Alors qu'il compose pour la fine fleur de la variété française, Georges Moustaki continue
d'essayer une carrière personnelle. Il le fait d'abord sous un nom d'emprunt, Eddie Salem, son
orchestre et ses chanteurs arabes, avec en 1960 un répertoire oriental-égyptien – puis grec
(Les enfants du Pirée) – et quelques rocks parodiques. En 1966, il part en Grèce pour la
première fois et y rencontre l'actrice et chanteuse Melina Mercouri, qui transformera par la
suite, en les chantant en grec, "Le Métèque" et "En Méditerranée", en hymnes de résistance
face à la dictature des colonels. Puis, il chante "La Pierre" du compositeur grec Manos
Hadjidakis, "L'homme au cœur blessé", "Nous sommes deux", sur des musiques de Mikis
Théodorakis. Toujours proche de l'Orient, il chante avec Areski "J'ai vu des rois serviles", joue
dans Mendiants et orgueilleux, film adapté du roman d'Albert Cossery, et ainsi de suite – en
1996, sur Tout reste à dire, c'est le flûtiste turc Kudsi Erguner qui répond présent pour un
poème chanté de Yunus Emre (XIIIe siècle).

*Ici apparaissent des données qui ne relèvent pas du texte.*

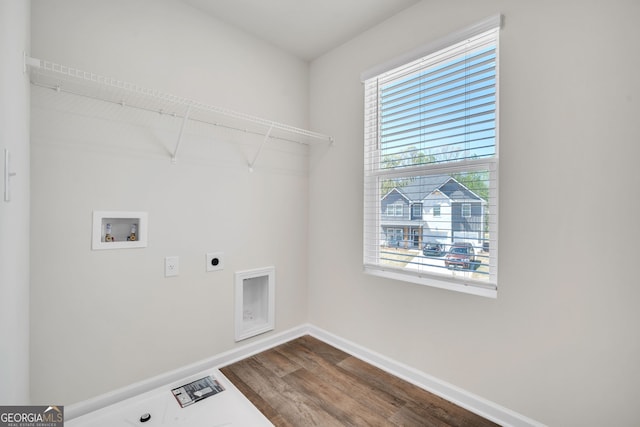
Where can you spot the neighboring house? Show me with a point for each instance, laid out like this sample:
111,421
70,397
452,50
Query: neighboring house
431,209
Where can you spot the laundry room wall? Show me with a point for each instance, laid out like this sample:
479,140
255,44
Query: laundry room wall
104,319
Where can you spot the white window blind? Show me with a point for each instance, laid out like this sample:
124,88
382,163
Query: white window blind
431,139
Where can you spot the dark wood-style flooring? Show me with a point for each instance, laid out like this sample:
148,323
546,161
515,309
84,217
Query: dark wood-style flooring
306,382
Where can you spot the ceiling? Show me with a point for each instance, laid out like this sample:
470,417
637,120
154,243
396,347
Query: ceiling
305,28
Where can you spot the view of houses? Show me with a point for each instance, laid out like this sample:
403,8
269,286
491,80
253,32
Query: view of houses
423,218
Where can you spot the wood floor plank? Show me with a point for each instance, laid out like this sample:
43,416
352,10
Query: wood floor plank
306,382
416,397
288,402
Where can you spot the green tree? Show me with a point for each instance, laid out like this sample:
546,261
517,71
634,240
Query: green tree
478,182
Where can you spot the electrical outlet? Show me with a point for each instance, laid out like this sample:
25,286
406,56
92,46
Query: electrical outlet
215,261
171,266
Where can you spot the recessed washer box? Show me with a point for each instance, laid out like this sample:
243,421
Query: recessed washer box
119,230
255,302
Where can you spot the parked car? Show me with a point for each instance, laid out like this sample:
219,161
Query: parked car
433,249
461,255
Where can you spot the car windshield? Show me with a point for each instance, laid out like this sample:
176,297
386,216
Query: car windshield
459,250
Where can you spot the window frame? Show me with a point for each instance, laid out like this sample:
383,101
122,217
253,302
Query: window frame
489,165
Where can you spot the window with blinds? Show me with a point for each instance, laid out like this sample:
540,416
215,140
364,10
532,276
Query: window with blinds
431,166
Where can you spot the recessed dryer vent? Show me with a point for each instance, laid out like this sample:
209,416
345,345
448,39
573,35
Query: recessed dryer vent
255,302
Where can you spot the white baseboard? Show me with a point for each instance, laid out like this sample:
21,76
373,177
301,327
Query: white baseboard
463,398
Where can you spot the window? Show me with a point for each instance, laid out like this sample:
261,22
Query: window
395,209
431,134
466,210
416,211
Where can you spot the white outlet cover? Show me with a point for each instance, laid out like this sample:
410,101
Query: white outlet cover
171,266
215,261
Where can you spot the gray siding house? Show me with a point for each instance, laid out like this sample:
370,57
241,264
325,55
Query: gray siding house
431,209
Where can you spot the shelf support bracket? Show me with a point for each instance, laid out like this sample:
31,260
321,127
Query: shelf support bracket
7,176
266,138
182,126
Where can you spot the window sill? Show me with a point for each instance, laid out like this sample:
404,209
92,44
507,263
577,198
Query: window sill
472,288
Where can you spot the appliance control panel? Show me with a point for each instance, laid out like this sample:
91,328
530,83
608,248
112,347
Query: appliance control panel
192,392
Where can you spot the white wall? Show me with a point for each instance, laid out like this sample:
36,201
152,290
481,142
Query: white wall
560,343
104,319
14,215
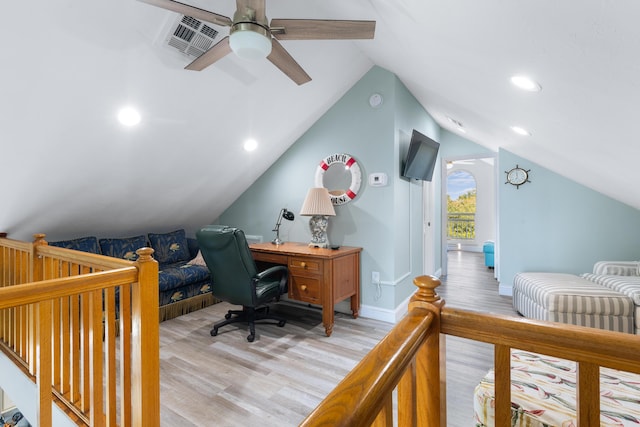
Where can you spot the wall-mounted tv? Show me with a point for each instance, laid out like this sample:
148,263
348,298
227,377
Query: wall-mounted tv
421,157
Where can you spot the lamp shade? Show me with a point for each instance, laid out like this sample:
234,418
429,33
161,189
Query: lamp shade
317,202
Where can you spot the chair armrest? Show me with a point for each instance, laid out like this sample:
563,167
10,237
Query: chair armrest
616,268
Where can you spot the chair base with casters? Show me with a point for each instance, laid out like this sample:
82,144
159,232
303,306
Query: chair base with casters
248,315
236,279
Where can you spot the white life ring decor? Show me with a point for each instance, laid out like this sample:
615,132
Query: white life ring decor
340,197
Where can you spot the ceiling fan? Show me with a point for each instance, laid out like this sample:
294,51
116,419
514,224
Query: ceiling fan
251,36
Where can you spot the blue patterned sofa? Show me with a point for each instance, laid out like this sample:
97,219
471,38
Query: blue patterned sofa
184,282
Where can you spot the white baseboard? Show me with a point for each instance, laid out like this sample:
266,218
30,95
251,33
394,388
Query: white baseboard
505,290
385,314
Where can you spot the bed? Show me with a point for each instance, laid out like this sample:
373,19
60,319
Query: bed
543,394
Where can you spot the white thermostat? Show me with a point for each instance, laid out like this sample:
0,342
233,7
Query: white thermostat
378,179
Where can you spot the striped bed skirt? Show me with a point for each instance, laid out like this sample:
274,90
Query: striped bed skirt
567,298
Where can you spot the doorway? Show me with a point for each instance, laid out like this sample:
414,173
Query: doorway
473,189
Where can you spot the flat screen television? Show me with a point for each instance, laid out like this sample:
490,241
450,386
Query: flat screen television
421,157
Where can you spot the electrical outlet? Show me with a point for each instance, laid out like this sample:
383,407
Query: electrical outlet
375,277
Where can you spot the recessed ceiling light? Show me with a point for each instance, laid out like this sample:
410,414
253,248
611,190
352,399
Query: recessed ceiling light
250,144
457,124
526,83
129,116
520,131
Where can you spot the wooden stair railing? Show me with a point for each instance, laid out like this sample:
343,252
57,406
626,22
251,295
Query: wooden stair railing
407,358
410,359
65,301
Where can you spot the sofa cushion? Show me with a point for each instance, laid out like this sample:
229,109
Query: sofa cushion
179,274
84,244
124,248
170,247
198,260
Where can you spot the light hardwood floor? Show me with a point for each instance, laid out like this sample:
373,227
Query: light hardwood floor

Il se produit enfin en vedette, à Bobino à Paris en janvier 1970. Il est chaleureux, liant. Il chante
des anciennes chansons, jamais enregistrées, comme "Donne du rhum à ton homme". Les
chansons de l'album qui paraît début 1978 jalonnent une année de déplacements (San
Francisco, New York, Mexico, Tokyo, Québec, Eilat, Paris). "Vieux sage" dans "Si je pouvais
t'aider", il retrouve sa fraîcheur dans une "Elle est elle" quasi juvénile (avec la voix de sa fille
Pia Moustaki, née en 1956 – en 1988, naîtra son fils, Laurent. "Solitaire, sans état d'âme et
sans souffrance / Ma voile est gonflée de mystère / Ma cale est remplie d'innocence." Un
inlassable de la chanson.
En 2003, Moustaki publie "Moustaki", qui comporte la première chanson qu'il a composée,
"Gardez vos rêves" et, pour la première fois, son propre enregistrement de Milord, composée
jadis pour Edith Piaf. Jean-Claude Vannier donne à l'album un ton contemporain. Le dernier
album de Moustaki faisait le point sur cette question française. Pour Solitaire, Moustaki fait
main basse sur toute la jeune génération. Vincent Delerm, Cali pour des duos, Vincent Segall
pour les arrangements. Dédié à Henri Salvador, l'album rend hommage à l'âge d'or la chanson
française, et à l'amour. Il y reprend ses chansons "gold" : "Sans la nommer", "La liberté et la
fleur au fusil", "Ma solitude", "Donne du rhum à ton homme". En 2005, avec Vagabond, il
revient sur son amour pour la bossa-nova, en 2008, il intitule un disque de duos Solitaire… Le
paradoxe Moustaki.
Moustaki avait chanté partout dans le monde. De Rio à l'Olympia, de Bobino au Japon, du
Québec à l'Algérie, l'homme en blanc et à la voix suggestive, avait rassemblé. Fidèlement, car
les fidélités se créent dès l'enfance. Et quelle leçon en tirer ? Réponse de l'enfant d'Alexandrie
: "Je déclare l'état de bonheur permanent / Et le droit à chacun à tous les privilèges. Je dis que
la souffrance est chose sacrilège / Quand il y a pour tous des roses et du pain blanc."